Nossa Biblioteca
Cyro de Mattos
A Câmara de
Vereadores engole a cada ano mais um espaço da Biblioteca Municipal Plínio de
Almeida. Não devia fazer isso. Essa pobre casa de livros, desassistida há anos
pelo poder público, tem um acervo desatualizado, sem condições ideais para
fomentar a leitura como pede uma cidade do porte cultural de Itabuna. Os que lá
atuam como serventuários do órgão nada têm a ver com essa situação lamentável.
Não recebem o apoio necessário para o eficiente desempenho da função, nem
sequer são reciclados em cursos pertinentes ao setor para que melhor sirvam
numa casa dessa natureza aos que procuram conhecer a vida através dos
livros. Certamente para isso lá não
estão.
Melhor deixá-los precários na função do expediente
repetitivo, subalternos ao descaso do poder público do que fazê-los ativos,
inquietos com as falhas na engrenagem. Se um dia quisessem virar a chave, não
se atrevessem nessa iniciativa temerária. No grau de revoltados impotentes
poderiam ser recompensados com o despejo do emprego.
Uma
cidade com cerca de 250 mil habitantes, uma rede de ensino abrangente, em nível
superior e secundário, com duas universidades, faculdades, escolas públicas e
particulares, ser tão frágil, de causar pena, quando o assunto é a Biblioteca
Municipal Plínio de Almeida. Uma lástima na sua prestação de serviços. Até quando os políticos, a Secretaria de
Educação e a Fundação Itabunense de Cultura e Cidadania vão tomar consciência
de que são agentes institucionais do fomento ao saber e à cultura? Sempre
omissos ante um problema grave dessa natureza, como se nada de mais estivesse
acontecendo com a nossa biblioteca municipal. Espaço que não é nem lazer nem
fonte eficiente do saber.
Podem me
chamar de sonhador do que vou dizer adiante, sinto-me confortado com o elogio.
Lembro que os sonhadores do bem são necessários em qualquer dimensão da
vida. Itabuna devia ter uma biblioteca
com o acervo constituído de um livro para cada habitante. Para que assim fosse
dona desse espaço fértil, saudável, onde pudesse doar-se às suas gentes com a
mão cheia de livros, fazendo-se de fato útil ao pensamento e sentimento da
criatura humana na dura lei da vida. E assim desse seu contributo para se
aprender a andar melhor na existência, conhecer o que presta e o que não
presta, principalmente em tempo de eleição, na hora da escolha de seus
representantes, daqueles que soubessem de verdade reger seu destino político
com competência e ética nos dias do ano, como deve ser.
Vejo
assim a sugestão dada como o caminho plausível para tirar nossas gentes dos
caminhos obscuros da vida, na boa leitura respirando o ar sadio pelas ruas do
mundo e do saber.
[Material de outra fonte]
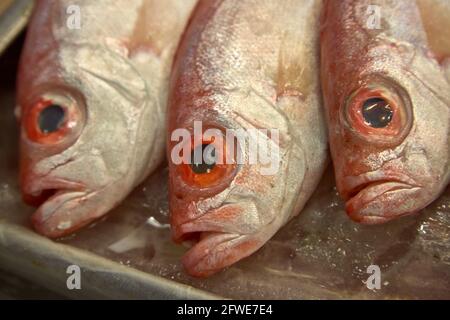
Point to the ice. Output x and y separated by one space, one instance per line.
319 254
Através da conversa com os livros, tornando nossa biblioteca
espaço de convivência atuante, pródiga parceira no comportamento de rica troca
de significados.
Pobre cidade nossa, deveria ter uma biblioteca funcionando
com oficinas, lançamento de livros, teatrinho com meninos e jovens, bom não
esquecer os idosos, pois os velhos são gente boa, muito têm a nos dizer. Assim
fosse dotada de uma plataforma que valorizasse os autores da terra, com
palestras, encontros, seminários, saraus e recitais. Usasse o diálogo saudável
com os estudantes. Não permanecesse como algo de pouco proveito, nessa maneira
abominável que empobrece a vida, não sendo jamais a ideal para nos retirar da
parte obscura do ser e do estar na existência.
Itabuna de
um rio enfermo, como esgoto a céu aberto, que hoje chora água, um dia foi
chamado pai dos pobres. Cidade que respira os ares tristes pelo desfalque
contínuo do patrimônio histórico tecido de beleza antiga. E que vem sendo
dilapidado pelo descaso dos que cumprem preservá-lo como um tesouro
inestimável, conquistado com engenho e arte, labor e esforço ao longo dos
anos.
Itabuna, que
tem um povo vocacionado para o progresso, querendo fazer a vida com alma, força
e conhecimento. Minha cidade querida, usina de tantos valores humanos no ciclo
das estações, ó quão dessemelhante!
Cyro de Mattos é jornalista, cronista, contista, romancista,
poeta e autor de livros para crianças. Publicado em Portugal, Itália, França,
Espanha, Alemanha, Rússia, Dinamarca, México e Estados Unidos. Premiado no
Brasil, Portugal, Itália e México. Membro efetivo da Academia de Letras da
Bahia, Academia de Letras de Ilhéus e Academia de Letras de Itabuna. Doutor
Honoris Causa pela Universidade Estadual de Santa Cruz.